If you're planning to attend this year's edition of The Magic Barrel, the annual literary event that aims to battle hunger in the mid-valley, Karen Karbo has some advice:
Bring along a little extra dough.
That's because Karbo, the Portland writer who's serving as the emcee of this year's event, scheduled for Friday night at the Whiteside Theatre in Corvallis, has something extra planned this year:
She plans to auction off the naming rights to a character in an upcoming novel.
And not just some minor character, either, Karbo said in an interview this week with The E: This is a heroine, a main character in the work, she promised.
"The person who buys the rights can name her," Karbo said. "It can be your name or the name of a loved one."
Other similar naming auctions have netted big bucks for good causes, and Karbo hopes to do the same with Friday's auction. All of the money donated will go to Linn Benton Food Share. (Friday marks the 23rd annual go-round for The Magic Barrel.)

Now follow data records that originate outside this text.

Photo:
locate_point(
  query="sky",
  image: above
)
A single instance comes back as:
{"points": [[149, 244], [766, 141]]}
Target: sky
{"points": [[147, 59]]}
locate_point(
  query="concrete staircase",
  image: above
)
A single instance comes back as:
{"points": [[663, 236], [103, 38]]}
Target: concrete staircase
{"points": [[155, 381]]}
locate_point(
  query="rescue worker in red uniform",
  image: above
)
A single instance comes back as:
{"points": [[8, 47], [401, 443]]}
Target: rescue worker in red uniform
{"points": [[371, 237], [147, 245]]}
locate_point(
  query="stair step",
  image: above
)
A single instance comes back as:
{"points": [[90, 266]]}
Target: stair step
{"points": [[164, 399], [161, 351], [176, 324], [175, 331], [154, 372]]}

In that time, said Gregg Kleiner, a member of the committee that organizes the event, The Magic Barrel (the name comes from a short story by Bernard Malamud, who taught at Oregon State University) has raised tens of thousands of dollars for Food Share. Last year's event netted nearly $8,000.
If organizers sell out the Whiteside Theater this year, Kleiner said, the tally could approach $10,000.

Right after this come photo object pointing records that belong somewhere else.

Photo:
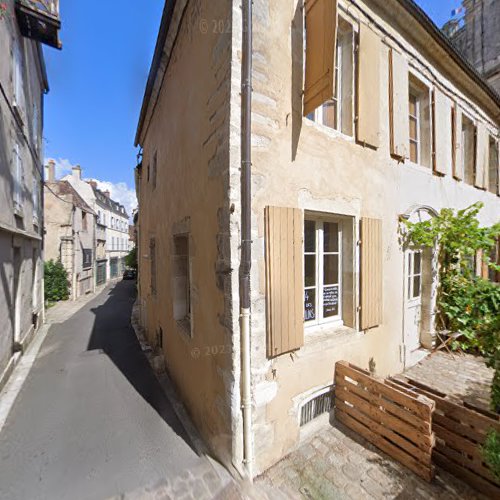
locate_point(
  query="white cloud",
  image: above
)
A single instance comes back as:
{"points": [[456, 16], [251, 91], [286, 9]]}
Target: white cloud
{"points": [[121, 193], [63, 167]]}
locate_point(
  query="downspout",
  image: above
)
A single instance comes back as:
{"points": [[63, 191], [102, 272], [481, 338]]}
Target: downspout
{"points": [[246, 233]]}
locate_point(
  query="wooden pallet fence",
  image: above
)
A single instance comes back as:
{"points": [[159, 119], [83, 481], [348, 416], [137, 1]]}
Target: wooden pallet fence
{"points": [[460, 432], [396, 421]]}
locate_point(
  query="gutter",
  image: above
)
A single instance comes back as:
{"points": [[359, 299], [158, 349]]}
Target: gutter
{"points": [[246, 233]]}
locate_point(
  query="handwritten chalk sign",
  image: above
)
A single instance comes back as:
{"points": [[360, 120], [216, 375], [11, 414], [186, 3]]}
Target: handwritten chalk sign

And it's a cause that Karbo, who's the author of the Kick-Ass Women book series, finds appealing.
"All fun and good times aside," she said, "it really is a pretty sobering and wonderful benefit. ... It's really sort of appalling that the state of Oregon has as much hunger as we do."
So when the organizers asked Karbo, who read at last year's Magic Barrel, to emcee this year's event, she readily accepted. "It's a fantastic event," she said. "I had such a good time last year."

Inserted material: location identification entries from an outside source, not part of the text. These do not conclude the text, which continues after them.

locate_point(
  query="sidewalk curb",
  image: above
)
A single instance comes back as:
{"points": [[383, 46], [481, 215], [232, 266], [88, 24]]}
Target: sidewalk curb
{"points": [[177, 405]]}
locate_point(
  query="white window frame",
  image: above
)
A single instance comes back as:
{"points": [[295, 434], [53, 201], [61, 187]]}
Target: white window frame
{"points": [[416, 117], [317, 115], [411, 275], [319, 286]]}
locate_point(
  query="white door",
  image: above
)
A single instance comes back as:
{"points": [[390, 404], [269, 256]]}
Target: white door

She does have a challenge in that she's following last year's emcee, Corvallis writer and Oregon State University creative writing teacher Elena Passarello, who brought her considerable performance experience to the task.
But Karbo is hoping that the auction energizes the audience — and hinted that another author on Friday's bill might be planning a similar stunt.
The committee that organizes each year's Magic Barrel event aims for a blend of writers, so each year features fiction, nonfiction and poetry. The writers each get seven minutes to read and can only read once every five years, to keep each year's lineup fresh.
Still, Kleiner said, "there's no shortage of writers in Oregon," and added that those writers increasingly are interested in appearing at The Magic Barrel.
"This is a great place to read," he said of the event's new home, the Whiteside Theatre, "and for a really good cause."
And getting a chance to read to an audience that numbers in the hundreds is an unusual opportunity for writers: Karbo noted that writing, by its nature, is a solitary occupation, and a reading even at a big bookstore might draw 50 or so people.
So standing on the stage at the Whiteside and gazing out at a packed house of hundreds is something special, Karbo said: "It's not just a bunch of folding chairs in the rec room."
Kleiner said Magic Barrel organizers occasionally hear suggestions about how they should raise the $10 admission fee: After all, the argument goes, a higher ticket price could net more money for Food Share.
But organizers want to keep the event accessible to a wide population: "At $10 apiece, you can bring friends and family. Keeping the entrance fee low welcomes the wider community."
And it might leave you with some extra cash in your wallet. Just in case you wanted to buy your way into Karen Karbo's novel.